When speaking of Ukrainian independence, we do not mean national independence [...] but the social independence of workers and peasants. We declare that Ukrainian, and all other, working people have the right to self-determination not as an 'independent nation' but as 'independent workers'
"The cultural-educational section of the Makhnovist army constantly receives questions from school teachers asking about the language in which instruction should be given in the schools, now that Denikin's troops have been expelled.

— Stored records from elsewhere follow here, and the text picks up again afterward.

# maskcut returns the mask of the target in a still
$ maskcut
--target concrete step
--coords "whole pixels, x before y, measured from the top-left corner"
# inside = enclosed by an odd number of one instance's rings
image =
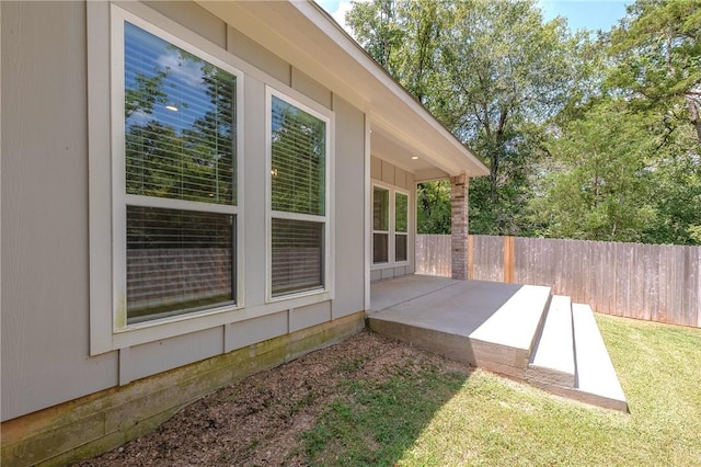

"The revolutionary insurgents, holding to the principles of true socialism, cannot in any field or by any measure do violence to the natural desires and needs of the Ukrainian people. This is why the question of the language to be taught in the schools cannot be solved by our army, but can only be decided by the people themselves, by parents, teachers and students
"It goes without saying that all the orders of Denikin's so-called 'Special Bureau' as well as General Mai-Maevsky's order No. 22, which forbids the use of the mother tongue in the schools, are null and void, having been forcibly imposed on the schools.
"In the interest of the greatest intellectual development of the people, the language of instruction should be that toward which the local population naturally tends, and this is why the population, the students, the teachers and the parents, and not authorities or the army, should freely and independently resolve this question."
the Makhno FAQ:
This does not mean that anarchists are indifferent to cultural and national domination and oppression. Far from it! As we discussed in sections D.6 and D.7, anarchists are against foreign domination and cultural imperialism, believing that every community or national group has the right to be itself and develop as it sees fit. This means that anarchists seek to transform national liberation struggles into human liberation struggles, turning any struggle against foreign oppression and domination into a struggle against all forms of oppression and domination.
This means that the Makhnovists, like anarchists in general, seek to encourage local culture and language while opposed nationalism. As Frank Sysyn argues, it "would be a mistake . . . to label the Makhnivtsi as 'anti-Ukrainian.' Although they opposed the political goals of most 'svidomi ukraintsi' (nationally conscious Ukrainians), they accepted the existence of a Ukrainian nation and used the terms 'Ukraine' and 'Ukrainian.'" [Nestor Makhno and the Ukrainian Revolution, p. 288] It should be noted that opponents of Ukrainian independence generally called it the "south of Russia" or "Little Russia."
In summary, the Makhnovists were opposed to nationalism but supported culture diversity and self-determination within a free federation of toilers communes and councils. They did not limit their aims to national liberation, but rather sought the self-liberation of the working classes from every oppression -- foreign or domestic, economic or political, cultural or social.
I'm basically in agreement with the Makhnovistas on all points. I hope this clarifies my position on nationalism.
The term "nationalism" is used, in Scotland, in a broad enough way that it really just means support for independence, and I would consider it to be broad enough that it would include anti-imperialist anarchist positions such as the Makhnovistas'. You may disagree with that definition, but that's a semantic debate and doesn't matter. Words are our tools not our masters.
I (obviously) can't speak for Nick, so I'd be interested to see his opinion on this.